The St. Joseph African Methodist Episcopal Church began on a humble note with a modest makeshift structure made up of four posts planted in the ground with four boards nailed to each corner to provide congregants privacy in worship.
The roof of the early church was branches and worshippers walked on the bare floor. The harsh weather condition that comes with winter compelled the congregation to substitute the original arbor structure with logs. This log-like structure became a place of learning where many African Americans received basic education in Durham. It was also known as Freedmen’s School, according to Open Durham.
These are the antecedents before an African Methodist missionary and former slave Edian Markham and five others laid the building blocks for the church to be established in 1868. They purchased the land the AME church is presently occupying from Minerva Fowler.
The church in its early days was known as Union Bethel church after the original AME church was formed in Philadelphia in 1787. When Rev. George Hunter assumed leadership of the AME church in Durham after Rev. Markham’s short stint in 1870, he renovated the log structure. But, it was finally replaced by Rev W.D. Cook.
The turning point in the history of the church was a fundraising campaign organized by Rev. Andrew Chambers in 1890 to raise money for the rehabilitation of the church. Architect Samuel Leary who generously supported the fundraising drive moved down from Philadelphia to design and have the church built.
Leary is the brain behind several iconic structures such as the Cleveland St., Washington Duke building at Duke, the original Fire Station #1, the first Graded School and the Foushee House. There were reports that Leary’s architecture career suffered a casualty following the collapse of the original tower of the Washington Duke Building.
The present-day cornerstone for the St. Joseph AME church which was mounted in 1891 has Leary’s name on it. The bricks used in constructing the church were from Richard Fitzgerald’s brickyard. The structure has been hailed as one which combined the dense massing of Richardsonian Romanesque with elements borrowed from Gothic Revival with incorporation from the Neo-Classical movement.

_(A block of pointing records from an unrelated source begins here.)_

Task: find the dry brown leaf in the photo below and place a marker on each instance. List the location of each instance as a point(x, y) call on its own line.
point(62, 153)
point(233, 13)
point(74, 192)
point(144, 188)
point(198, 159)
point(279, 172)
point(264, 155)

W.E.B. Dubois once remarked that he had never seen a church as great as the St. Joseph AME church before despite being well-traveled. By the early 1900s, the church had evolved into supporting thriving business and residential districts, with civil rights activists Booker T. Washington and W.E.B Dubois praising it for being a model Black community for the middle class in Jim Crow South.
The proceeds from the businesses were used to support the church and its associated renovations over the years. Durham historically started as a community for freed slaves who had resettled there after emancipation, drawing inspiration from the name whites referred to such communities as reported by CNN.
The St. Joseph AME church is the engine of the community and the backbone for every successful middle-class inhabitant.